Wie war das jetzt mit dem lockeren Einsparen von einem Drittel Elektrizität?
Es öffnet sich also immer mehr die Schere zwischen Stromverbrauch und Stromproduktion. Effizienzmassnahmen führen gemäss Experten bestenfalls dazu, dass die Bedarfszunahme auf nur ca. +0.5% pro Jahr stabilisiert werden kann. Vergleich 2010: +4%! Neue Produktionskapazitäten beim Strom sind dringend gefragt. Die Ausbauziele bei der Wasserkraft und bei den erneuerbaren Energien reichen nicht einmal ansatzweise aus.

In der Diskussion um die künftige Stromversorgung für die Schweiz braucht es also endlich eine solide und abgesicherte Grundlage für kommende Entscheidungen. Fakten statt Worthülsen, Machbares statt Luftschlösser sind gefragt. Folgende Kriterien sind dabei zu beachten:

  1. Entwicklung Stromverbrauch: Abschätzung des mittel- und langfristig zu erwartenden Stromverbrauchs unter Berücksichtigung des Bevölkerungswachstums und der Verlagerung von fossiler in elektrische Energie;
  2. Sicherheit: Bewertung der Sicherheit und der Risiken aller Stromproduktionsarten;
  3. Versorgungssicherheit: Klärung der Potentiale und Kosten der Effizienzmassnahmen, der Grosskraftwerke sowie der erneuerbaren Energien inklusive Angaben, bis wann diese Potentiale für die Stromversorgung wirksam werden;
  4. Ökologie: Auswirkungen der künftigen Stromproduktion auf die klimapolitischen Zielsetzungen;
  5. Aussenpolitik: Potentiale des Stromhandelsabkommens mit der EU und dessen Auswirkung auf die Stromversorgung der Schweiz;
  6. Ökonomie: Bedeutung eines günstigen Strompreises im Hochpreisland Schweiz als massgeblicher gesellschafts- und wirtschaftspolitischer Faktor.

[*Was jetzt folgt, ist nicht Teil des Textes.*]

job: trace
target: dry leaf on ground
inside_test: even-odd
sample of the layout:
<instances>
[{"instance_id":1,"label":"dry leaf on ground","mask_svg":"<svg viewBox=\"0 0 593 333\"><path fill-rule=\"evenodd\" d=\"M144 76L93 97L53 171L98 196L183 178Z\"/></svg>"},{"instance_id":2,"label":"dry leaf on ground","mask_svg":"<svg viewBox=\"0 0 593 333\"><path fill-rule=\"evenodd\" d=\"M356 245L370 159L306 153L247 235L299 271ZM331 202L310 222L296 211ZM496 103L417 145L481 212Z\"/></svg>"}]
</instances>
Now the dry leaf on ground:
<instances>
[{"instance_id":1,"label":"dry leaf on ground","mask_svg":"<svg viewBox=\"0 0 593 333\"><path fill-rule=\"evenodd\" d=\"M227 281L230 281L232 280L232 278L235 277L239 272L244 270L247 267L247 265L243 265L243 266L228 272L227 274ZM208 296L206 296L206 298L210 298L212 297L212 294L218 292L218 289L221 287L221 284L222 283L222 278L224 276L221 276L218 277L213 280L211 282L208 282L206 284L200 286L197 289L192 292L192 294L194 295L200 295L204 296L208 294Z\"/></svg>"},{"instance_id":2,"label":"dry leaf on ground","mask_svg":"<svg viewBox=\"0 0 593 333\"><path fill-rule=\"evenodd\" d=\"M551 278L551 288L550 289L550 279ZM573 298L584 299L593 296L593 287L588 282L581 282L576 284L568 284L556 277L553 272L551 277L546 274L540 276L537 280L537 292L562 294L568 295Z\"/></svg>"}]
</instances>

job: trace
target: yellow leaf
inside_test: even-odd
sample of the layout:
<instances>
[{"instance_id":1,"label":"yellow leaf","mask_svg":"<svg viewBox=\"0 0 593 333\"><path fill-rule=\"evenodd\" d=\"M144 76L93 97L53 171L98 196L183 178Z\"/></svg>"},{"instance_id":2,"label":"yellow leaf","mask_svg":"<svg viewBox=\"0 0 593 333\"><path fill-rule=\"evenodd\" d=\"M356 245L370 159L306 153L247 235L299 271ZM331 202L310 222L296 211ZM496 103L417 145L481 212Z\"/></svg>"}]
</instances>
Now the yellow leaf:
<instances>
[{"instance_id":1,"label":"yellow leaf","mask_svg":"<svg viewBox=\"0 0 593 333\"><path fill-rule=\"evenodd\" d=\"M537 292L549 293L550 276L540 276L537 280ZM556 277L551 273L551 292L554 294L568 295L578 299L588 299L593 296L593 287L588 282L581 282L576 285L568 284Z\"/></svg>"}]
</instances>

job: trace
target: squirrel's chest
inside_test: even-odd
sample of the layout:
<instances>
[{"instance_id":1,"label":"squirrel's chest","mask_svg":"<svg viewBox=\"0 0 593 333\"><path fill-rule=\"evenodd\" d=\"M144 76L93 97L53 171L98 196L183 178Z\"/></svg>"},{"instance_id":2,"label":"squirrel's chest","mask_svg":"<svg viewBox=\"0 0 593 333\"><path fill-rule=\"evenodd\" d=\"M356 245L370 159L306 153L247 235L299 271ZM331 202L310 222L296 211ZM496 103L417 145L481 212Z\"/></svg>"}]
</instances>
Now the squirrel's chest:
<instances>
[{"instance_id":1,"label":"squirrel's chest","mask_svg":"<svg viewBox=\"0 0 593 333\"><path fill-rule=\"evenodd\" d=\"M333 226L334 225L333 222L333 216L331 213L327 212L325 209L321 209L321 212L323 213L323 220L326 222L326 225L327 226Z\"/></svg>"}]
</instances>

Schon jetzt ist klar: Der Strom, welcher ja bekanntlich immer aus der Steckdose kommt, ist nicht gratis zu haben. Dazu braucht es grösste Anstrengungen. Die Stromversorgung ist wesentlich komplizierter als einfach die Abschaltung von AKW zu fordern oder salopp zu propagieren, man könne ja Elektrizität einfach aus irgendwelchen Anlagen aus dem Ausland beziehen. Hinsetzen, denken und richtig handeln statt protestieren, verbieten und philosophieren muss es jetzt heissen.

Zum Autor: Christian Wasserfallen ist Nationalrat FDP und Mitglied der Kommission für Umwelt, Raumplanung und Energie UREK.